Monday, June 4, 2012

Combination of Hand & Power Tools

     Well, here in the desert it's really been heating up and I've spent the last 4-5 days out in the shop until well past 95 degrees!  Usually like to get out of there about 5 degrees earlier but I'm somewhat driven when I get into new projects.  Now that Diane has been working in her studio creating her rag dolls for several months she's decided there were some needed changes.  The soothing green on the walls worked well for her when her entire focus was to create her beautiful oil paintings.  It's unfortunate that the economy has cut into her gallery sales so drastically that she knew she needed to change her focus.  Speaking of focus, the green that worked so well for painting proved to be less than desirable for sewing so the first thing we did was to paint everything white.  Some of the walls needed 3 coats to cover but between her doing all the trim work (Thank you, thank you, thank you!) and me doing the roller work that phase is now complete.
     The next thing to be addressed was to create more horizontal space for laying out fabric and housing sewing machines and a serger.  I had made a table that held two machines but the way it stuck out into the room interrupted the work flow.  That table has become the main cutting table and two new, narrower tables are almost complete that will fit against the walls.  The hardest thing we had to overcome in the design was an angled, 45 degree wall.  Angles may add interest to a room but they're a royal pain when it comes to creating a floor plan -- always end up with some wasted space.
     In any case, last Friday we went to Peterman Lumber to buy ultralight MDF and Poplar to start the build out.  Also picked up a couple of 4' x 8' sheets of white laminate.  Doing laminate work isn't one of my favorites but you can't beat it when you need a smooth and durable work surface.  The first thing I needed to do was to build the tables.  The legs came from 8/4 stock and have a taper at the bottom to lighten them up.  Nothing says quality furniture to me like mortise and tenon joinery, here's my set up for that:

Ready for M & T's

     You can see the taper at the bottom of the leg.  The mortises are cut and need to be cleaned out with chisels.  On the left is a bench hook and saw ready to cut tenons and at the right is another bench hook and a rabbet block plane to trim the cheeks.

Haunched Mortise
     One of the mortises is haunched for the longest span, the short span is not.  A technique I use to lay out the haunch is to use a 1/4" spacer to lay it out on the tenon:

Laying out the Haunch

     Once the sawing is done my go to tool for trimming the tenons is a rabbet block plane:
Trimming Tenon Cheeks

      Once all of the joints fit the way they should the final step before assembly is to plane all of the surfaces. The bronze smoother plane left a beautiful finish on the Poplar.  I use the block plane to put a slight chamfer on every edge.

Final Surfacing

     This is a rather long (5') and narrow (22") table so assembly was done in two stages.  First the ends were glued and clamped, then the long apron pieces were assembled.  Good thing Diane is good about helping on these projects as it's pretty hard to span 5' and bring the joints together!
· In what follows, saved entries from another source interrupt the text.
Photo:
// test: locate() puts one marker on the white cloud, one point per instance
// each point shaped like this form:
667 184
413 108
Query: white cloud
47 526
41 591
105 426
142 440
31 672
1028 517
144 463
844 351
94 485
Glued up and Ready for Paint
     There is another unit for the room. It features a 30" wide area that will accommodate a chair and has a set of open shelves at the opposite end.  This will need a filler piece to go into the angle on the wall.  Given up trying to visualize and figure out how to deal with that.  After wasting many brain cells on it decided to just put everything else in place and deal with that odd piece later.